The first time I remember being inspired for a story I was eight years old. An episode of “Family Ties” had left me completely crushed and begging that the story couldn’t end that way. Ellen Reed had agreed to marry her boyfriend, leaving Alex P. Keaton full of despair. Why an eight year old was so tore up about a sitcom romance, I have no idea. Maybe I’ve always been a romantic?
The experience filled me full of questions about how the writers could do that to poor Alex. What was going to happen? Would she still be on the show? It just couldn’t end that way. So, that night I remember “righting” the wrongs of his heart. I did the same a season later after everything was fixed and she took an opportunity and went to dance in Paris.
From that point on, inspiration seemed to come from everywhere. I created these characters that still live with me today, in part from combining inspiration I’ve found through books, television, movies, music, art, games, and real life occurrences. My sister and I would even play out some of the scenarios with our Barbie dolls and small toys. I remember my characters being trapped on a camping trip and spending a couple of hours making a rubber band chain that could stretch across our room for them to travel across to safety. My mother wasn’t always thrilled with the mess we created but our minds were rich with creativity and innovation as we played out our tales.
As I grew older, I often processed my emotions through story. My characters would face a similar feeling in a personally created scenario, and they would work through it with me. It’s often in a much more interesting way with many more obstacles and resources. It was a way to refocus and helped get me through my emotional teen years.
Adulthood has been interesting. Daydreaming is kind of an odd thing to do once you’re past the age of fourteen. I remember many times watching out the car window on a road-trip and my mind wandering to characters with a more exciting reason for exploring the destination. Other people’s lives lived in my head, and that’s kind of tricky to explain. An odd gas station trip, a favorite scene in media somewhere, or a random song would keep them going and they would expand as my experiences did.
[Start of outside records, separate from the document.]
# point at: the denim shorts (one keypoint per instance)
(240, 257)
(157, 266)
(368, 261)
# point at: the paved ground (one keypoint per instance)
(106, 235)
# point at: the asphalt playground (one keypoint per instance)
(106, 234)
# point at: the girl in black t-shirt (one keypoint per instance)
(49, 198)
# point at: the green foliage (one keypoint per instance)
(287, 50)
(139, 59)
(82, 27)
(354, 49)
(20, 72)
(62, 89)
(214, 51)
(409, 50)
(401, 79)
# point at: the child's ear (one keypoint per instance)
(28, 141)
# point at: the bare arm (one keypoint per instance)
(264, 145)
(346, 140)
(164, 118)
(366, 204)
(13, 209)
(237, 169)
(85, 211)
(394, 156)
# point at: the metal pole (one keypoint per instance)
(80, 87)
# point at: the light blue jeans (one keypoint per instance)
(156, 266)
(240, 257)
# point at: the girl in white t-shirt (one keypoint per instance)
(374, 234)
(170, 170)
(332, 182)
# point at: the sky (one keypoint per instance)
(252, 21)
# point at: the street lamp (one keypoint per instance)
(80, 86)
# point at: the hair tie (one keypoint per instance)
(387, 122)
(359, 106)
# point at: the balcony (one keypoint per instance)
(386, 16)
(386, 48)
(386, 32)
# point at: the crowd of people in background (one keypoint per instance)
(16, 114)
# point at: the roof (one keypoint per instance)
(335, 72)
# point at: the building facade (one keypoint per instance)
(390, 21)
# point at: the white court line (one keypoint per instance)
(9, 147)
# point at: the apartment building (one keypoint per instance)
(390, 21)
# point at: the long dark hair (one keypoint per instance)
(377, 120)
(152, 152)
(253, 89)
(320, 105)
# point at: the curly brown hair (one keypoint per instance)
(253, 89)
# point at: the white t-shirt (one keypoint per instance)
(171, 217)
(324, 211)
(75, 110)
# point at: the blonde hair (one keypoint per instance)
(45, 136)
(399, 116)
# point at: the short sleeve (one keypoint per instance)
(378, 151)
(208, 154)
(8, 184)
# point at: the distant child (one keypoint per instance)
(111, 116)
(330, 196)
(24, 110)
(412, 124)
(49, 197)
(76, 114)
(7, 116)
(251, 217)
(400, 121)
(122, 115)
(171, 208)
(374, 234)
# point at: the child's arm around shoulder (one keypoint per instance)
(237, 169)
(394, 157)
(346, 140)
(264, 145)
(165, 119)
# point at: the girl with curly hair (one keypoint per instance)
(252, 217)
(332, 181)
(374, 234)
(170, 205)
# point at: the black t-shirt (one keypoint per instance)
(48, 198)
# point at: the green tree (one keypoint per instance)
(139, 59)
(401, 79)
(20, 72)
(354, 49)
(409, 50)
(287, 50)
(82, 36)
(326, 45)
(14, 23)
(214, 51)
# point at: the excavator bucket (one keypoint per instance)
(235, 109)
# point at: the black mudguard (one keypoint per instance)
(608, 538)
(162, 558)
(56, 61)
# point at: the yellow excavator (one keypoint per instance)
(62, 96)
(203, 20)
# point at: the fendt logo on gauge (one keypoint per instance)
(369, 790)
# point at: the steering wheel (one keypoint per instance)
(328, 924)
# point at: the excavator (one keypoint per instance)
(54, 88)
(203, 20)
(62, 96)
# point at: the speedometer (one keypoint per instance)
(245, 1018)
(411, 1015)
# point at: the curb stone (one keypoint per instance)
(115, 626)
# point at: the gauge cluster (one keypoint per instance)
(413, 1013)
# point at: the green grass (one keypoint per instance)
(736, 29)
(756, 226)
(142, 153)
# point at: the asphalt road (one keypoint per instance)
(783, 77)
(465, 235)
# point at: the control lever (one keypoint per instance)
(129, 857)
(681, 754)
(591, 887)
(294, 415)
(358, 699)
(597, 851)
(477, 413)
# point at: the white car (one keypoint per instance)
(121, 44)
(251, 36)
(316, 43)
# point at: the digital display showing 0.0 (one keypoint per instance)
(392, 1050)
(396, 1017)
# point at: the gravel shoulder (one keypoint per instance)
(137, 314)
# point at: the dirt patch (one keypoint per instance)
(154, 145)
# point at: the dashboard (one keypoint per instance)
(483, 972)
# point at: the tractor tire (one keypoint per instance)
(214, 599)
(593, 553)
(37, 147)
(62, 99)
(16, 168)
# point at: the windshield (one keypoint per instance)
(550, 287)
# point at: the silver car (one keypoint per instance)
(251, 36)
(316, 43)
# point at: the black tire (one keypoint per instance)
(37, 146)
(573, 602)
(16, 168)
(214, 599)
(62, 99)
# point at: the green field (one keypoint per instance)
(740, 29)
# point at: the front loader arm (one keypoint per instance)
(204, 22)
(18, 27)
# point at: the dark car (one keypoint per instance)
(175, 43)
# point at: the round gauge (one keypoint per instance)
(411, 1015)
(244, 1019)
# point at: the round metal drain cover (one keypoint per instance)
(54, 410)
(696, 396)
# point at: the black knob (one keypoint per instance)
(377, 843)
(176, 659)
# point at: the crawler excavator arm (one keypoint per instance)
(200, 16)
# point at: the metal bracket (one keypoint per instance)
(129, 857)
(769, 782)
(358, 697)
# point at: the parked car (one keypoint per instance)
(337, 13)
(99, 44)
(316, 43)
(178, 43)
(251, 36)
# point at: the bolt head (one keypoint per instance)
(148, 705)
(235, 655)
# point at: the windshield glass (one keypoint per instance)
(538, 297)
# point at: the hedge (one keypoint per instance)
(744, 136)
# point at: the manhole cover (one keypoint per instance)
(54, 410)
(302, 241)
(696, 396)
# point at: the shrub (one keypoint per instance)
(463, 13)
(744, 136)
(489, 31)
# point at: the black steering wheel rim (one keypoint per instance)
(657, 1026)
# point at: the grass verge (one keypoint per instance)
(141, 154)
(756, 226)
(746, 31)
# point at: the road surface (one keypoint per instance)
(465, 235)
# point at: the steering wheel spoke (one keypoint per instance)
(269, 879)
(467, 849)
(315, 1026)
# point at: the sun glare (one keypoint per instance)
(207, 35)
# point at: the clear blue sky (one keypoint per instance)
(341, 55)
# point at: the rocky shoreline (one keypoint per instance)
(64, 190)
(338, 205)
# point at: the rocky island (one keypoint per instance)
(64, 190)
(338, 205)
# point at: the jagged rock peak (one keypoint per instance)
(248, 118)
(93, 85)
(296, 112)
Now, I call that wandering mind of mine writing. It sounds much more official with a title, though I often find people curious about why I spend so many hours with it. It seems that if you’re not officially getting paid or it’s a true assignment, it’s frivolous. I have a feeling whimsical thought will be with me for the rest of my life. So whether it’s called childish, silly, daydreaming, pretending, playing, wasting time, or writing, it inspires me. As life does, from everywhere. Even in the most unusual places.